If you’re redirected away, then you’re all done.

If you weren’t redirect to the Microsoft-based login screen at https://login.live.com, then something isn’t done yet.


Skype have posted some background information this week:



3 thoughts on “⚠ Action Required: Revisit your Skype account security

  1. This happened to me, although there has been additional weirdness as well so I thought I’d post as this is the only thing I’ve found on this issue. (Skype support has as per usual been hopeless.) There are clearly many issues with the account unification transition.

    I’ve had my Skype and Microsoft accounts linked for over a year now, and have since always logged in with my Microsoft account enabled with two factor authentication. My Microsoft account has a unique password.
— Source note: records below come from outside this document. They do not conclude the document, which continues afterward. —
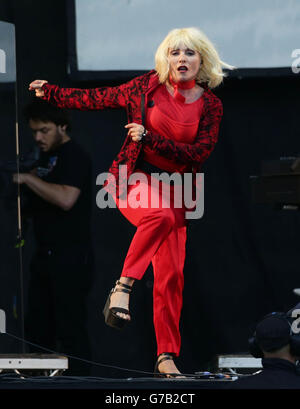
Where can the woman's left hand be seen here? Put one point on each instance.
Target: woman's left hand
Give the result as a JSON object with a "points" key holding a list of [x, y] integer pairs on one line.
{"points": [[135, 131]]}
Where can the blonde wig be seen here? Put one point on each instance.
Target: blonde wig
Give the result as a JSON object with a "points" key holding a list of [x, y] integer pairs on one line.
{"points": [[211, 66]]}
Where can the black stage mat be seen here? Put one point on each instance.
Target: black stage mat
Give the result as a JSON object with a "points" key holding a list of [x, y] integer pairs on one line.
{"points": [[14, 381]]}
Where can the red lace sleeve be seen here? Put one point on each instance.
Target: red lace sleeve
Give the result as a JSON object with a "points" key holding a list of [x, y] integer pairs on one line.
{"points": [[86, 99], [203, 145]]}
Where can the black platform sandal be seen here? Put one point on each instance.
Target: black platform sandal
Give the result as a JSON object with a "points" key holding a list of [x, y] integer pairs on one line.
{"points": [[161, 358], [111, 318]]}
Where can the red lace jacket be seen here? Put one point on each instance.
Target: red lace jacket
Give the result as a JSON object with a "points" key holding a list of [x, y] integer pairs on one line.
{"points": [[130, 96]]}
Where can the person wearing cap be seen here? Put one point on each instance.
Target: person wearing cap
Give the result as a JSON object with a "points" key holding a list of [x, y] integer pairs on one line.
{"points": [[279, 349], [59, 203]]}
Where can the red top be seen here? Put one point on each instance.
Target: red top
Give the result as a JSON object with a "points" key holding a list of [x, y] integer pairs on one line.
{"points": [[172, 119]]}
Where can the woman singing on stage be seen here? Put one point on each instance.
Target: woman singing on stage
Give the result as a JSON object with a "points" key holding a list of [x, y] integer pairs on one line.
{"points": [[173, 124]]}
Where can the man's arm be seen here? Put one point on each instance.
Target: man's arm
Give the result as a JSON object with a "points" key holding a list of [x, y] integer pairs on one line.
{"points": [[63, 196]]}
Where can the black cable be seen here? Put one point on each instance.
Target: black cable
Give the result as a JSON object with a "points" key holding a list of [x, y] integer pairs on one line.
{"points": [[81, 359]]}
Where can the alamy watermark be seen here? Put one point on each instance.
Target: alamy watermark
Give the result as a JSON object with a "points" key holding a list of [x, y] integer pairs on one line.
{"points": [[2, 322], [176, 191], [2, 62], [296, 63]]}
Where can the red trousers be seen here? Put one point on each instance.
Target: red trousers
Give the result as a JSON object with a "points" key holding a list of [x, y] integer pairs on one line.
{"points": [[160, 238]]}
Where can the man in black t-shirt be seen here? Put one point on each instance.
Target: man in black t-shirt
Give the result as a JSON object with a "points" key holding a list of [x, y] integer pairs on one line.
{"points": [[59, 202]]}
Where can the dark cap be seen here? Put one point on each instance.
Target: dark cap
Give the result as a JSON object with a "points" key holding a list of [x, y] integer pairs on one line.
{"points": [[273, 332]]}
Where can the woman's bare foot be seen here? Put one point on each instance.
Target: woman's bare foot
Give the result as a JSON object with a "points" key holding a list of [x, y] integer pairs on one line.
{"points": [[121, 299]]}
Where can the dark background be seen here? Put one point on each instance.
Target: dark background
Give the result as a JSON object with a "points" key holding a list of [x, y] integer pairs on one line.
{"points": [[242, 258]]}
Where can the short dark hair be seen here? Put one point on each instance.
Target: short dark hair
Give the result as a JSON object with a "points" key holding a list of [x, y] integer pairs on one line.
{"points": [[40, 110]]}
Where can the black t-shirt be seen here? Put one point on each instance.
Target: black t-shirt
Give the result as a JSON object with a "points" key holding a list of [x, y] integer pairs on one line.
{"points": [[68, 165]]}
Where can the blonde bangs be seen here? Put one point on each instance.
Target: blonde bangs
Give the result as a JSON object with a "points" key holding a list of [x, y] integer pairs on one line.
{"points": [[194, 39]]}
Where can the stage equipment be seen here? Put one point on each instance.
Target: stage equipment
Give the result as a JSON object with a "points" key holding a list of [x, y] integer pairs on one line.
{"points": [[278, 184], [21, 364], [237, 364]]}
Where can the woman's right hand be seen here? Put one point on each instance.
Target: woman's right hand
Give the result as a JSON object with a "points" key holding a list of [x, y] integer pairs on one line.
{"points": [[36, 86]]}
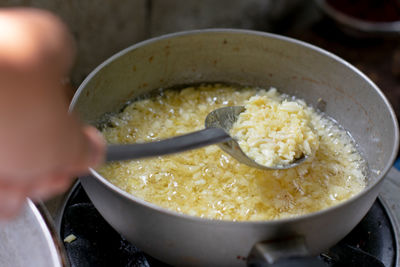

So I was very shocked when I woke up Saturday to the news that my Skype account had been compromised and used to send Baidu links (of the first variety above) to all my contacts.

    Evidently they were able to log into Skype using my old Skype user name and—as I surmise from your post and others—my old Skype password. (According to the account activity screen, it was accessed from Malaysia from the IP address This apparent use of old Skype credentials, as far as I know, should have been impossible, since my account had already been “upgraded”. (I can’t even remember my old Skype password because it’s been so long since I’ve used it.)

    When I woke up I had received the standard “Someone else might have accessed your Microsoft account” email and text message, and quickly isolated the problem to Skype. So that part of the functionality did work, i.e. that I was informed of the account intrusion. I was able to erase the messages sent, and based on your post and others I disabled account login from my Skype alias, but something is still seriously wrong here. Luckily it does not seem that they were able to access other areas of my Microsoft account (OneDrive, etc.), but they SHOULD NOT have been able to access my account without pushing my two factor authentication.

    There is something else still odd here, which leads me to believe that there are still issues: when I go to my “Skype account settings” page online, which I log into now through my Microsoft account primary alias, I am first still given the option to “change Skype password,” which then of course redirects me to the Microsoft account password change, as it should. Still odd that it is there.

    But then, if I attempt to update my Skype profile, I am prompted for a password, and my Microsoft password DOES NOT work here. It still seems to want my old Skype password from over a year ago. (Which, again, I don’t remember.) So there is clearly something wonky happening on the Microsoft side.

    Thanks again for the post!

    1. Doh! Mine was already linked prior, so I didn’t re-test that flow. I’ve updated the post with an approach that doesn’t require this linking step, and also shortens the overall process.